First and foremost, a large thank you to F. D Gross for providing me with a copy of this publication, which allows me to provide you with an unbiased review.

Having been asked by the writer to read through this book, I gladly took the opportunity to do so, waiting for the ‘ghoulish’ time to approach, when I would inundate myself with other tales of a similar nature. Lord Tenor Alvadine Wolfgang is a heroic vampire hunter like no other. Armed with all the tools of the trade, Wolfgang sets out to slay Lord Egleaseon, a powerful vampire. Completing the task, Wolfgang can only hope that peace has finally been established in the area. Fast-forward sixteen years and Wolfgang has started a family, including his lovely wife, Diana, and son, Dorian. When he returns from one of his missions, Wolfgang is stunned to see his house in flames and Diana clinging to life. Worst of all, Dorian is nowhere to be found, presumably kidnapped. Wolfgang sets out to locate his son, crossing paths with many ghoulish beings. With nothing to live for if Dorian cannot be saved, Wolfgang will stop at nothing and shed copious amounts of blood to track down the fiendish individual who captured his son. As he follows the path that may lead him towards Dorian, Wolfgang discovers a plot to deceive him that has been years in the making. With this knowledge, there are even fewer he can trust during his time of need. Gross does well to lay the groundwork for this series, sure to pique the interest of readers who enjoy vampires and their associated slayers.
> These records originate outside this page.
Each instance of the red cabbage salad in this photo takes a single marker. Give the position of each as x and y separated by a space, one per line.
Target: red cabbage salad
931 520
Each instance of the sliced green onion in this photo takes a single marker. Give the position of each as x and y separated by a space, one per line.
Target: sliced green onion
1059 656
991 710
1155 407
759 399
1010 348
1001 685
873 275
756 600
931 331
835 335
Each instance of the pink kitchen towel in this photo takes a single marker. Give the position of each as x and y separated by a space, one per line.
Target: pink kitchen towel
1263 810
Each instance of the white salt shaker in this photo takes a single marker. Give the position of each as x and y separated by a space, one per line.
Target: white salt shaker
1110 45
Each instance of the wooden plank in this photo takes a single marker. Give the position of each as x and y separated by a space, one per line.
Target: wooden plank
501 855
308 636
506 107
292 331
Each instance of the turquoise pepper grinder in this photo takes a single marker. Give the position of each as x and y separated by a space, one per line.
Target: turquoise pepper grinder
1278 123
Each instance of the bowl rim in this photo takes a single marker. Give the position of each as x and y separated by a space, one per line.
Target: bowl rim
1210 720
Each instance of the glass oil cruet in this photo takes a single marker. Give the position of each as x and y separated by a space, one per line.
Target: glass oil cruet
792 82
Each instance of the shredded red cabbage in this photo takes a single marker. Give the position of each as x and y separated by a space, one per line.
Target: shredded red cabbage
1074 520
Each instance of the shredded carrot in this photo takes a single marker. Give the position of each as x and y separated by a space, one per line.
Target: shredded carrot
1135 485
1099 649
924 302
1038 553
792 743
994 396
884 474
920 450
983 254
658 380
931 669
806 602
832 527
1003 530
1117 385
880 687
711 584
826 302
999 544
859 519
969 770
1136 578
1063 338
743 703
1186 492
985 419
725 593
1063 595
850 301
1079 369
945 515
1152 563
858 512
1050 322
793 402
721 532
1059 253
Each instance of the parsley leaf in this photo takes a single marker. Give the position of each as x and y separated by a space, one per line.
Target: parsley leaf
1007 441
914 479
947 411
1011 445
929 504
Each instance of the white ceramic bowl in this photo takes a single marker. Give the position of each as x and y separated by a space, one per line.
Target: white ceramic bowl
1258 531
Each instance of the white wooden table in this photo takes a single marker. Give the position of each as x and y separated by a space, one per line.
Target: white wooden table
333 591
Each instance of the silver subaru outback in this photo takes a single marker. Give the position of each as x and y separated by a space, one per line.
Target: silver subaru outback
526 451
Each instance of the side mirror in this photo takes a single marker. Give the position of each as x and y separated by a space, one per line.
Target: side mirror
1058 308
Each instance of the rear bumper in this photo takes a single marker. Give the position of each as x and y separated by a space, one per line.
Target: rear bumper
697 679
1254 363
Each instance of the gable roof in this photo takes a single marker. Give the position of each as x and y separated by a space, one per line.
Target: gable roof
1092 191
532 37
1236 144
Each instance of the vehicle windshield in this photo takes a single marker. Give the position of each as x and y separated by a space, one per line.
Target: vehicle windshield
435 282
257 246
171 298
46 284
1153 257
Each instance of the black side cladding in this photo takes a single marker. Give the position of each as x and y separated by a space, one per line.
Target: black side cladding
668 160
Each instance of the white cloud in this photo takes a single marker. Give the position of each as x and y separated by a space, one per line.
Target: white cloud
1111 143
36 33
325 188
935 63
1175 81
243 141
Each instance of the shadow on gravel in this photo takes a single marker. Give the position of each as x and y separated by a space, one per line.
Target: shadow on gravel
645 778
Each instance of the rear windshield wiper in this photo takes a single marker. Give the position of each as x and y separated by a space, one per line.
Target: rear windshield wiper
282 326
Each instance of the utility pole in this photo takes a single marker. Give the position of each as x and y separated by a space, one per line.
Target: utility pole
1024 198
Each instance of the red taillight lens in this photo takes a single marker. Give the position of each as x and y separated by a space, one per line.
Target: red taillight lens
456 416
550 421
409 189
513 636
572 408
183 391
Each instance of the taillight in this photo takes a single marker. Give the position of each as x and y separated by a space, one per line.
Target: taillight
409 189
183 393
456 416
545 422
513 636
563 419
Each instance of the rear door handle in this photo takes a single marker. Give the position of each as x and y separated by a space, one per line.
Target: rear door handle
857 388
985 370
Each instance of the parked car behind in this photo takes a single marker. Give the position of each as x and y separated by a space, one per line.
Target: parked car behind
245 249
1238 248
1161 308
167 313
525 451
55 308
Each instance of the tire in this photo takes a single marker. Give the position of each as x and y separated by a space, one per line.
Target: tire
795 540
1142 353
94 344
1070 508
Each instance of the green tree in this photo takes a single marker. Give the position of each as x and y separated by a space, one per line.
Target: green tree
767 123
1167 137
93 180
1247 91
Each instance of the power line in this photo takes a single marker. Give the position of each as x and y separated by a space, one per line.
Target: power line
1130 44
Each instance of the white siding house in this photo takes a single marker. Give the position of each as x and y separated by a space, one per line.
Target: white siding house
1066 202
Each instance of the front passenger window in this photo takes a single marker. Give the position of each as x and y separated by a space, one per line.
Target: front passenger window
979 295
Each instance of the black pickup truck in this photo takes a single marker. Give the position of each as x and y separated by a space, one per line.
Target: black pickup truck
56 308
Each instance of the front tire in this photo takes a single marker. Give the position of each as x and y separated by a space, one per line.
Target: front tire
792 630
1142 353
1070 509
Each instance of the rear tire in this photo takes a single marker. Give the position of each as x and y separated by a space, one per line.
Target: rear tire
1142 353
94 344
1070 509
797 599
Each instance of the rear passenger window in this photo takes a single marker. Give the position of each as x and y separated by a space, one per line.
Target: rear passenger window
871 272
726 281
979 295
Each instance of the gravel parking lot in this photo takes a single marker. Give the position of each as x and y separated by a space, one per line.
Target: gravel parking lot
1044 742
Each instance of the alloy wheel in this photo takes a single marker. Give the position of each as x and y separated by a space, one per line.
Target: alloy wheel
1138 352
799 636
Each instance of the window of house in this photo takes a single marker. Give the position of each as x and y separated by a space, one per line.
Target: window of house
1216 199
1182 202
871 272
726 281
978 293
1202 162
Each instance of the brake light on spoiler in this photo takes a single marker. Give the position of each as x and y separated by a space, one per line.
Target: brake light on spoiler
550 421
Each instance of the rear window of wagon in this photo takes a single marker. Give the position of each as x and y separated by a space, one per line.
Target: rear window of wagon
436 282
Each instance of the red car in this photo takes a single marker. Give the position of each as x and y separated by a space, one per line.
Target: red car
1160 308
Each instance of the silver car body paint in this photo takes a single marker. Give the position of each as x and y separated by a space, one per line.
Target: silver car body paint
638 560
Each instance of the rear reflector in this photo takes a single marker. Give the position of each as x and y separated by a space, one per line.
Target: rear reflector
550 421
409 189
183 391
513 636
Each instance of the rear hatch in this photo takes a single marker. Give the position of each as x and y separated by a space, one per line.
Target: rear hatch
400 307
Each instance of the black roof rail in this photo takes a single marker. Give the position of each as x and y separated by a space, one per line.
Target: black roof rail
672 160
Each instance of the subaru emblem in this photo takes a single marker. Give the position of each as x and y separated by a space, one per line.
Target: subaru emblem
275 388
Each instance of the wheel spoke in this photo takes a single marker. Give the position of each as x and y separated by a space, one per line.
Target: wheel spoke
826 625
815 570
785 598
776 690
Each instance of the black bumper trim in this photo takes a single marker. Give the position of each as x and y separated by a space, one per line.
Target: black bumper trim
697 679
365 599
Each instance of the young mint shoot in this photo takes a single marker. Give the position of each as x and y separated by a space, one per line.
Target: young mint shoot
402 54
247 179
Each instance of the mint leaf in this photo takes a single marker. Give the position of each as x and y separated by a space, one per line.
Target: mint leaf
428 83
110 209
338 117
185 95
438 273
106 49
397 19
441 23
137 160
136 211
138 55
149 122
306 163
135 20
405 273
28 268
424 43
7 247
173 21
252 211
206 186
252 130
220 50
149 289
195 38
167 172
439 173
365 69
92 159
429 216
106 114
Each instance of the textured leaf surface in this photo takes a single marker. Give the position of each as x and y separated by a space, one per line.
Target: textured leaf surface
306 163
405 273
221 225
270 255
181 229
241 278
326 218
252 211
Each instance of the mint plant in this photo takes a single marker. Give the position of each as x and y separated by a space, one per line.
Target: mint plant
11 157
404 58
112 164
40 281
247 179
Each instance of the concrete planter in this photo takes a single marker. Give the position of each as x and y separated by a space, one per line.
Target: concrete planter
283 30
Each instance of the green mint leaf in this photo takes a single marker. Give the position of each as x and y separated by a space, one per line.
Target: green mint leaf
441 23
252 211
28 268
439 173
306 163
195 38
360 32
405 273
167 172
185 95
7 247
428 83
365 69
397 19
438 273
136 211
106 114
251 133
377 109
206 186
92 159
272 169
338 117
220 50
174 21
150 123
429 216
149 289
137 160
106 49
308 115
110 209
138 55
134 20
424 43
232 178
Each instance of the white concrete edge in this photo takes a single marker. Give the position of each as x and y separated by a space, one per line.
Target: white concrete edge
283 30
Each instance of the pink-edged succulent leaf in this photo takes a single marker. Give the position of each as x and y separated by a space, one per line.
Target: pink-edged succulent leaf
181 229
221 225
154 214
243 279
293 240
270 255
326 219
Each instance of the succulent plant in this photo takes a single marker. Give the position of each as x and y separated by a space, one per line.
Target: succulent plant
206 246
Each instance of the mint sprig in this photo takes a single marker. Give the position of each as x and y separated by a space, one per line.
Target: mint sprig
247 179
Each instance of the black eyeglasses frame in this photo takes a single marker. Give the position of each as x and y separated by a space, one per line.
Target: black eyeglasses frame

I agreed to take the gamble and try this book, in hopes that it would prepare me for the season. While I admit that this is not a genre I read regularly, or really find a passionate connection to, Gross has done well painting a literary picture that is sure to keep those who love vampires keenly interested. Wolfgang appears to be one of those men who have the brains and brawn, particularly when it comes to slaying bloodsucking monsters. His love of killing seems only to be eclipsed by his passion for family, though that foundation is all but gone now. Using numerous tools at his disposal, Wolfgang sets out to rid the world of evil, one creature at a time, but his motivation is quite specific. How he will evolve in the novels to come remains to be seen, but Gross has much that he can do, given the time to develop this character. The other secondary characters serve a decent purpose, including the creatures he encounters on his mission, though I admit they held little interest for me. The plot is decent and the narrative pushes forward at a decent pace, even if I was not fully enthralled by the content. While the book was not up my alley, I can recognize great work and Gross surely has much to offer those who love a good vampire hunter. While no Stoker, he is surely an author to be noticed with a series worth the curious reader’s time.

Kudos, Mr. Gross, for an excellent effort. I may not rush out to continue the series, but I hope many will, enjoying each twist along the way!